Initial location services like On Star and Televigation's Navigation service provide directions as you drive. Other, emerging car services include location-tracking when your airbag is deployed (presumably during a collision), or remote unlocking of doors, industry representatives say.
But tracking your every move isn't necessarily ideal, especially if the data is used for some other purpose or released to a third party. Televigation's answer is to destroy the records before they're requested.
"We keep your location data for only one day, in case it can be used to help you," says HP Lin, president and chief executive officer of Televigation. "But then we destroy it."
Driver distraction is another key concern facing telematics and location service providers. Already, 37 states are considering allowing only hands-free mobile phone use in cars, says Andy Rimkus, vice president of marketing at Airbiquity.
"Driver distraction can be managed with hands-free phones and voice recognition, or touchscreens versus keyboards," Visteon's Slosar says. "Driving is the primary task in the automobile."

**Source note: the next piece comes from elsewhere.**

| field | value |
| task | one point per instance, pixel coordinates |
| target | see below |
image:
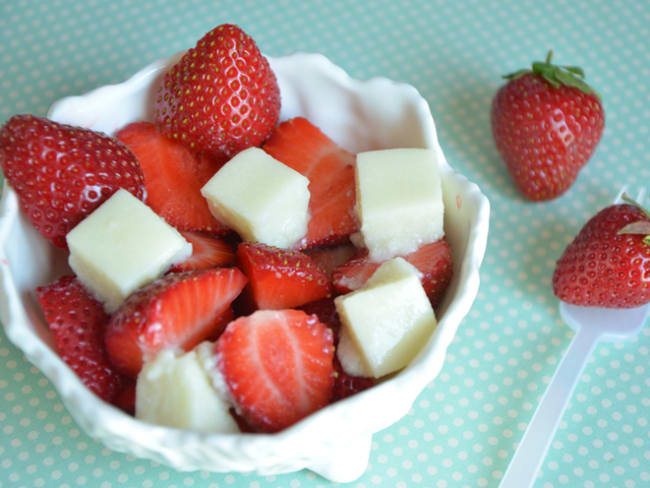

Digital privacy issues are already being scrutinized in several forums, including collecting user information and software and site use policies. Politicians and the government have become very interested in wireless location services.
To avoid extensive regulations, service providers and location technology vendors will need to ensure they will protect privacy, L-Commerce attendees acknowledge.
CDT's Davidson recommends location services collect only information that is essential to a service, and that anonymity options be offered whenever possible.
Of course, in the case of credit card tracking, consumers only felt comfortable when there were heavy regulations on who could do anything with that information, he says. "Regulations could help give way to consumer confidence in location services, too."